Hitchhiker's Guide to Software Architecture and Everything Else - by Michael Stal

Sunday, October 07, 2007

The Great SOA Swindle (Beware of hidden humor!]

You might have noticed it or at least you got a little bit suspicious. Something strange is currently going on in the IT universe. People who you highly respected a few years ago have been caught by a serious disease. Now, they behave and think in unprecedented ways. You will hear them constantly producing sentences that sound like "yada yada yada SOA yada Governance yada BPM yada yada EAI yada messaging". My code name for the disease is WSA (Web Service Addiction), sometimes also coined SOA (Serious Opinion Anomaly). Their personal background does not matter either. I know C++ nerds as well as enterprise Java developers that were both caught by the SOA trap. Even mice (MIcrosoft Centric Engineers) got brainwashed. How do you recognize a person that carries the SOA virus? It all starts with loose coupling. Obviously, these poor morons loose the coupling to their own brains. You will also detect a serious speaking disorder. If you listen carefully, they will constantly repeat words that sound like "WSDL", "WS" or "XML". Any relationship with the dark lord in the Harry Potter series might be completely coincidental. There is a kind of Turing test to prove whether another person is suffering from the SOA disease. Just, tell this person about a particular software engineering problem you are currently facing in your project. If your peer immediately (without further considerations or detail questions) tries to convince you that SOA is the appropriate solution, you're done.

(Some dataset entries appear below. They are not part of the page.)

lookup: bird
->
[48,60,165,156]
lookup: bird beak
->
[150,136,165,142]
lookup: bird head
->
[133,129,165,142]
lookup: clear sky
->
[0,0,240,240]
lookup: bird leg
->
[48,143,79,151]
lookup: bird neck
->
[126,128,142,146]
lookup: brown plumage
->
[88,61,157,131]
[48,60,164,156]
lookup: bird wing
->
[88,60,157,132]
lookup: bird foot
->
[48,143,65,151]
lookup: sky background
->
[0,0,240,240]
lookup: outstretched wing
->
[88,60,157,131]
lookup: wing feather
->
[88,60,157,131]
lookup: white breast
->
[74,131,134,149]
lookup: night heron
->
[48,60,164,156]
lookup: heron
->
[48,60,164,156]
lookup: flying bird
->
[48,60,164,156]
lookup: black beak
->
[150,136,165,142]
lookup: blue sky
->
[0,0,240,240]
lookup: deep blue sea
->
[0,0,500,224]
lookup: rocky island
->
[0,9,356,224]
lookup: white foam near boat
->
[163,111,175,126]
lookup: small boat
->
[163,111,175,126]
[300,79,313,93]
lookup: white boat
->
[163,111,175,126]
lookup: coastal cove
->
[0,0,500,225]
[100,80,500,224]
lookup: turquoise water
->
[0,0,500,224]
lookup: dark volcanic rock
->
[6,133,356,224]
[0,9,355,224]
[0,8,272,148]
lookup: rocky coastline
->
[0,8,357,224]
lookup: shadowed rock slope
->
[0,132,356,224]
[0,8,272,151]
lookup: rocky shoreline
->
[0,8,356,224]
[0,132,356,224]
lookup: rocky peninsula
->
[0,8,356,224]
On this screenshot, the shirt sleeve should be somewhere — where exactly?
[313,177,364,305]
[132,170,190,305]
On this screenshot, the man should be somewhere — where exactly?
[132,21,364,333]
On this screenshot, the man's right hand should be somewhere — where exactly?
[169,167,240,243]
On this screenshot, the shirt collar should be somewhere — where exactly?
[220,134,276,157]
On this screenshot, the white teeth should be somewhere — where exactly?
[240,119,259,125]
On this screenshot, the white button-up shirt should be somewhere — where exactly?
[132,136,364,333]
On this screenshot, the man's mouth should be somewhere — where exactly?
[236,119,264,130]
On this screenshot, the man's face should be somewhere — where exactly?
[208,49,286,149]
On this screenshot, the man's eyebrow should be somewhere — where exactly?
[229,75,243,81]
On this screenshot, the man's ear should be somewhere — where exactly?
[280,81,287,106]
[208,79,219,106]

Don't consider all this just a SOAP-opera. And don't wait until you REST in peace. Act now! This dangerous virus is spread and distributed on purpose. A secret organization called CIA (Computer Integration Architects) is responsible for all the mess. Companies like IBM, Microsoft, SAP, Google, Oracle, <name your software vendor of choice> want to make us believe in a service paradise, while their actual goal is to increase stakeholder value. I bet they once secretly met discussing what new problem they could come up with in order to offer new products (sometimes also erroneously known as solutions).  And that's how Web Services and SOA were born.

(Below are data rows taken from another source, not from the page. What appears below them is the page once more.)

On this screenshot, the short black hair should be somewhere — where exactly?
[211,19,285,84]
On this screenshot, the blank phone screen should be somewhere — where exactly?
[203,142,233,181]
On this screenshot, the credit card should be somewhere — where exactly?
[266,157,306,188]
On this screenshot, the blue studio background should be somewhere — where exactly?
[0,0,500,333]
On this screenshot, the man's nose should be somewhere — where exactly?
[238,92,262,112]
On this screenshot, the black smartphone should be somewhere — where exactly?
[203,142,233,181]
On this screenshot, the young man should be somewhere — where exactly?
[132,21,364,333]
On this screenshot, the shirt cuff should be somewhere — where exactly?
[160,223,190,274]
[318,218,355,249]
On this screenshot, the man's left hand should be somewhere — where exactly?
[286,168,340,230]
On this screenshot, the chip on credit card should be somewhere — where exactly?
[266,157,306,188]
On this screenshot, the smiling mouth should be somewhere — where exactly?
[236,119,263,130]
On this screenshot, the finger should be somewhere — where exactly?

Interestingly, only a few Web service success stories actually exist. And among all of the SOA success stories, most do not use Web services at all but a kind of messaging infrastructure. Now, guess how old messaging middleware is. Yes, we already have known and used the SOA paradigm for decades.

With other words, we are currently facing a giant SOA swindle created by a secret network of various contributors such as companies, media, or fellow engineers. Their actual goal is to achieve world domination. But that is another story and I will address this issue when talking about the truth of Web 2.0.

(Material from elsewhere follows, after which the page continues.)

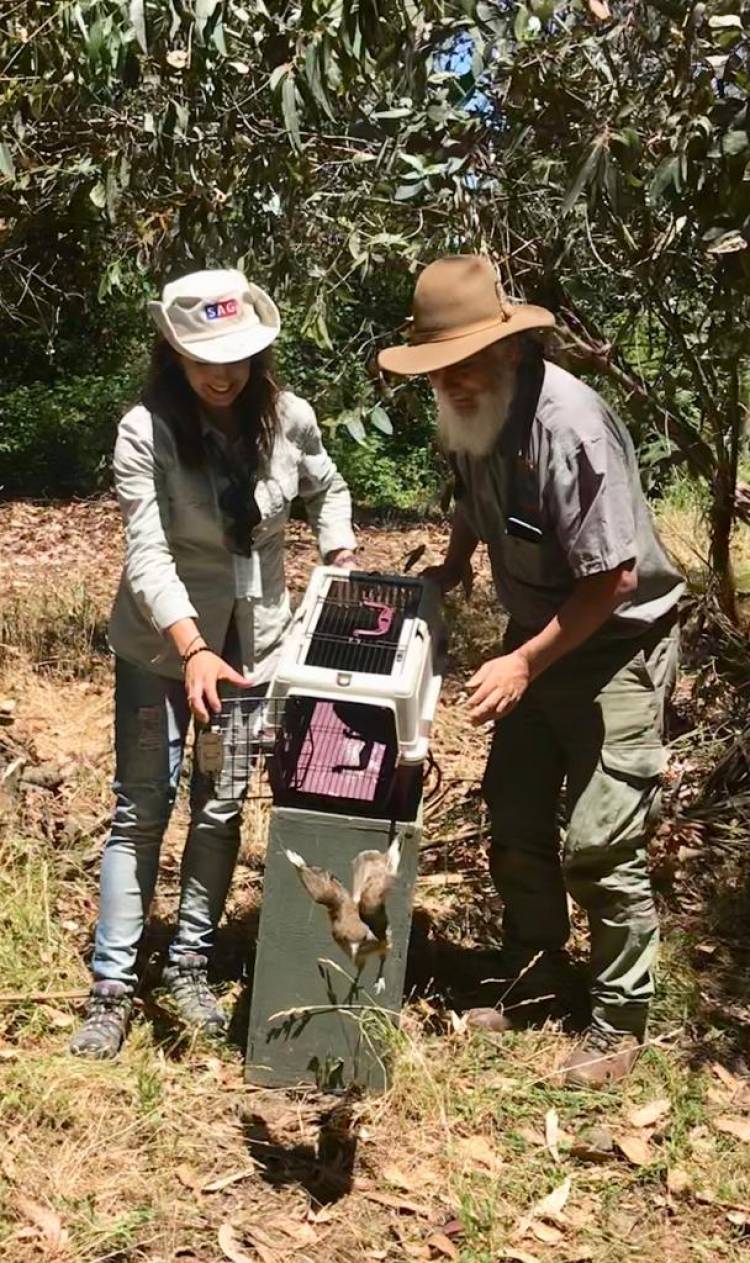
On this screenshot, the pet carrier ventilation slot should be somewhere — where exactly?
[264,566,443,762]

  • Part of the reason that many have bought the hype is that it really can help bring alignment between IT and the business. The WS Death Star crowd can fall into the JBOWS trap though (Just a Bunch of Webservices). As you rightly pointed out, everything must be used within context. Don't use a sledgehammer where a hammer will do. A couple friends of mine refer to this as the shiny, happy syndrome. It's like putting a set of car keys in front of a baby. They get fascinated for a little while, until they ultimately lose interest. Then they move onto the next shiny, happy thing (and focus solely on it).